If your sector rate is 16.5%, you're classified as a limited cost business. The effective standard rate is 20/120 = 16.67%, so the FRS produces almost no saving — and may actually cost more once the compliance cost of running two sets of figures is removed. Service businesses spending very little on goods typically hit this rate; if you're unsure, test against the 16.5% "limited cost" row.

First-year discount

In your first year of VAT registration, HMRC applies a 1% discount to your FRS rate. Toggle this on if you registered for VAT within the last 12 months.
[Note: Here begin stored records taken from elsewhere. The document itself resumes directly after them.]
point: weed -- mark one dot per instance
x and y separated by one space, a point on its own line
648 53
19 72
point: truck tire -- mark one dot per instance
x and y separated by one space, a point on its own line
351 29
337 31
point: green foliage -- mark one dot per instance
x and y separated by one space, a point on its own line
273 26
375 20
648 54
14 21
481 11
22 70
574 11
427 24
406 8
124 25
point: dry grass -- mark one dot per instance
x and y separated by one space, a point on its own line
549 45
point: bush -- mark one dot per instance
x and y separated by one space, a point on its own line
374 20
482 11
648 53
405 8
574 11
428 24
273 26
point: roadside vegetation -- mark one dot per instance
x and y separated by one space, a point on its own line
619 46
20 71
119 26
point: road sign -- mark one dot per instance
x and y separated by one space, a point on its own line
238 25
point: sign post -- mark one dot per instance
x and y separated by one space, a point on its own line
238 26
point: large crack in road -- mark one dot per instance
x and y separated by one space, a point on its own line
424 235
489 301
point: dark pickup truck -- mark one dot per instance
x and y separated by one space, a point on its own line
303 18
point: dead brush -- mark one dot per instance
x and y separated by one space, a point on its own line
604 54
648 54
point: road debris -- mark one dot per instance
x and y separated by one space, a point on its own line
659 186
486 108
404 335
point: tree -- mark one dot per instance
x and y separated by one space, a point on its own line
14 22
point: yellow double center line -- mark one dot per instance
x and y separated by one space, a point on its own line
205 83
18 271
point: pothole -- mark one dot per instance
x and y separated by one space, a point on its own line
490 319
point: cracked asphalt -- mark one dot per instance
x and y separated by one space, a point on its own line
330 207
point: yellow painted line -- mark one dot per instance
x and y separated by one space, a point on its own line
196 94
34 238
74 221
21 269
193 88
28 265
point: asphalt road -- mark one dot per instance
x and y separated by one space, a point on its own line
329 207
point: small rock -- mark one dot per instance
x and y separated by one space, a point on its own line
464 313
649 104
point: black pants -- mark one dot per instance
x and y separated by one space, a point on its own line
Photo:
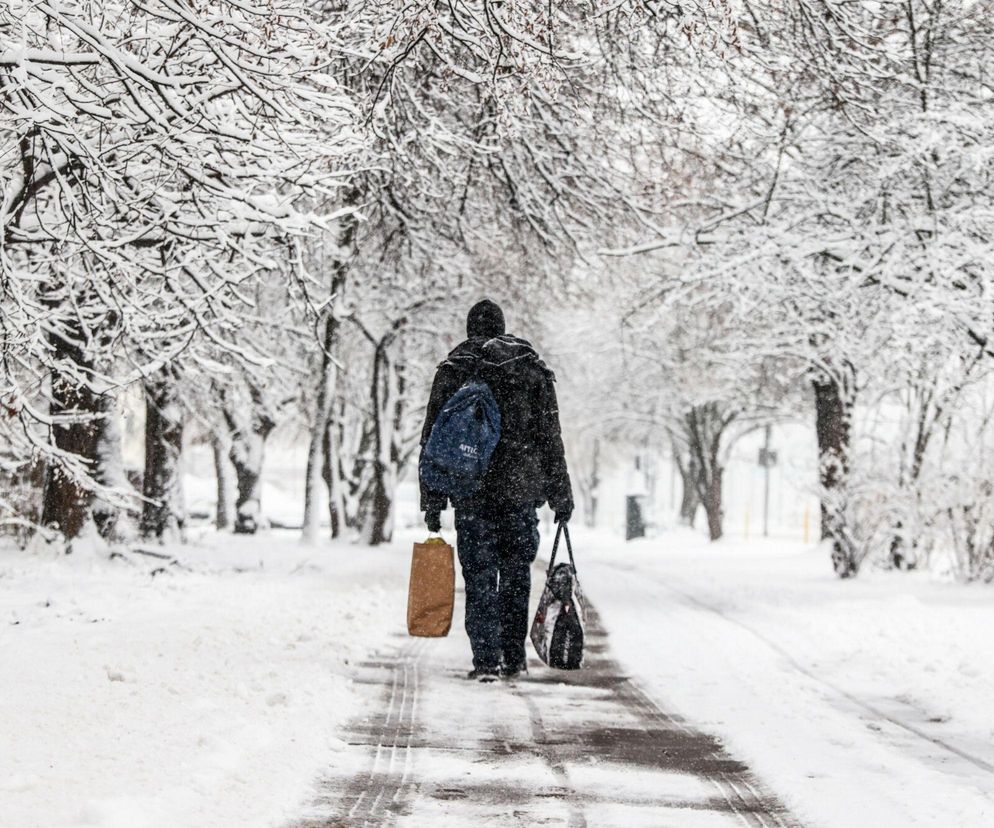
496 548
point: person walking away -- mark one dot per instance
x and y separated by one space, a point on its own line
497 527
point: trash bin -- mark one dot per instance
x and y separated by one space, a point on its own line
634 518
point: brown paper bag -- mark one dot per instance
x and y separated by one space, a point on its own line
432 591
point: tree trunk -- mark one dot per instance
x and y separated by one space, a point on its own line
113 516
690 500
712 503
329 373
162 511
225 512
377 529
705 424
330 471
248 443
833 425
66 501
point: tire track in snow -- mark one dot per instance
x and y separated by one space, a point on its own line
377 795
743 794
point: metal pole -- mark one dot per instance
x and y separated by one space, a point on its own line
766 484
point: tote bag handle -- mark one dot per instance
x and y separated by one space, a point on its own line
563 530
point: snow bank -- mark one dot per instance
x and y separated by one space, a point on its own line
200 698
860 703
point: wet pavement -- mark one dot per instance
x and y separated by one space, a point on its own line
587 748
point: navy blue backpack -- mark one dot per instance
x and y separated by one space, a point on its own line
457 455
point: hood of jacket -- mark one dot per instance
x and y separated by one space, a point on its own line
498 354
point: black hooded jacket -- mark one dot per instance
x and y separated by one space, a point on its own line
529 463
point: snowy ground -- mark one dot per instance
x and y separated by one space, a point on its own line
203 698
863 703
223 695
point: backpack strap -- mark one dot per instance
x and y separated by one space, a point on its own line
564 531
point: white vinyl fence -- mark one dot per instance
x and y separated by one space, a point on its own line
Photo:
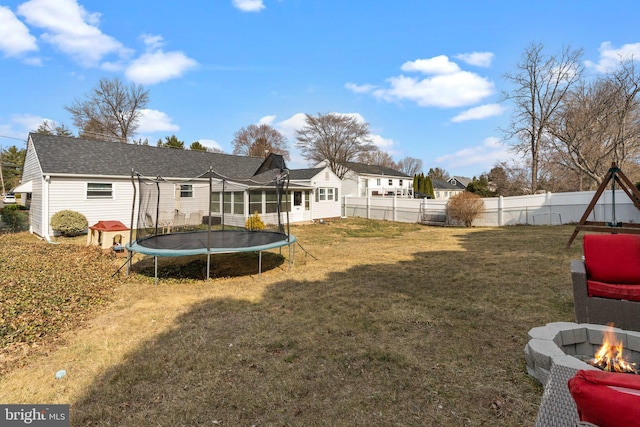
537 209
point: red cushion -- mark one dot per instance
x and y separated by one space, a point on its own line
606 399
612 258
614 291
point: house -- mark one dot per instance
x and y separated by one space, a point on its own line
364 180
459 181
443 190
96 178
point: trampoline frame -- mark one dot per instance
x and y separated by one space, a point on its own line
281 183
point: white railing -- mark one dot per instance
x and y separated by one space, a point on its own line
537 209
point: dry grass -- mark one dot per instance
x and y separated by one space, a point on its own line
392 324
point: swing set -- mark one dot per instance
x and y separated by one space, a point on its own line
613 176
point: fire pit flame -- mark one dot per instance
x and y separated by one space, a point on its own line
610 358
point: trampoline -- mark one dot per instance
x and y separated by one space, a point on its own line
171 221
216 241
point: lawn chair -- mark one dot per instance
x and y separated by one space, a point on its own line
606 284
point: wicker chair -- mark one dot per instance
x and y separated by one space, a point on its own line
615 253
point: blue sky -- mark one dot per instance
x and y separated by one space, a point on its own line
426 76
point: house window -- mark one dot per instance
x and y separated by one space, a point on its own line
271 202
255 202
215 202
226 202
99 191
238 203
326 194
186 191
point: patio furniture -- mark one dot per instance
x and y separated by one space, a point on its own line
606 399
606 283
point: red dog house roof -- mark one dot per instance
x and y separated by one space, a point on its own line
109 226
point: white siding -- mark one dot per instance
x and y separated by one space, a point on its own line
32 172
71 193
326 208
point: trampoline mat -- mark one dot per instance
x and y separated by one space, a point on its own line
220 240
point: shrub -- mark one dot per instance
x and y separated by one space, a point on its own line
254 222
69 223
465 207
15 218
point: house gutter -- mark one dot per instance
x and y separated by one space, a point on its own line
45 210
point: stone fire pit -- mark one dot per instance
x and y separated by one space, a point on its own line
553 355
563 343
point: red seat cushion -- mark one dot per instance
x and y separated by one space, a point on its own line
614 291
612 258
606 399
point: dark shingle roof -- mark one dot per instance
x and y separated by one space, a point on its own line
304 173
375 170
64 155
439 184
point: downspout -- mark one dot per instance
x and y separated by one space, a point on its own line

Frequently asked questions

The Flat Rate Scheme (FRS) is an HMRC simplification for small VAT-registered businesses. Instead of tracking every penny of input and output VAT, you pay a fixed percentage of your gross (VAT-inclusive) turnover to HMRC. The percentage depends on your business sector — rates range from 9.5% to 16.5%. You still charge your customers the standard 20% VAT, but you keep the difference between what you charge and what you pay over. The scheme reduces admin but isn't always financially beneficial.
You can join the FRS if your VAT-taxable turnover is £150,000 or less (excluding VAT) when you apply. You must leave the scheme once your total gross turnover (including VAT) exceeds £230,000. You cannot use the FRS if you have left it in the past 12 months, if you're closely associated with another FRS business, or if you've committed a VAT offence in the past year.
The FRS is most beneficial for businesses with low input VAT — service businesses, freelancers, consultants, and contractors who spend little on VAT-qualifying goods and supplies. If you spend very little on VAT-taxable purchases (equipment, materials, etc.), the standard scheme requires you to pay over nearly all of the 20% VAT you collect, while the FRS lets you keep a portion. Run the numbers here to see your specific saving.
A "limited cost business" is one whose VAT-inclusive expenditure on goods is either less than 2% of VAT-inclusive turnover, or less than £1,000 per year. Most service businesses — IT consultants, accountants, freelancers — fall into this category. The FRS rate for limited cost businesses is 16.5%, which is very close to the effective standard rate (20/120 = 16.67%), meaning the FRS produces little or no saving. If your sector rate is 16.5% or above, you should carefully model whether the FRS still makes sense.
Generally no — one of the trade-offs of the FRS is that you cannot reclaim input VAT on your normal business purchases. The one exception is capital goods costing more than £2,000 (VAT-inclusive), where you can reclaim the input VAT separately. If you're planning a large equipment purchase, factor this in when deciding whether to stay on the FRS.
You can leave voluntarily at any time by writing to HMRC. You must leave if your turnover exceeds the exit threshold (£230,000 gross). Once you leave, you return to standard VAT accounting and can reclaim input VAT in the normal way. HMRC must be notified and will give you an exit date from your next VAT period.
In your first year of VAT registration (not just your first year on the FRS), HMRC gives a 1% discount on your FRS rate. If your sector rate is 14.5%, you pay 13.5% in year one. This can add up to a meaningful saving — at £100,000 gross turnover the discount is worth £1,000. The discount applies to your entire first year of VAT registration, not just your first year on the scheme.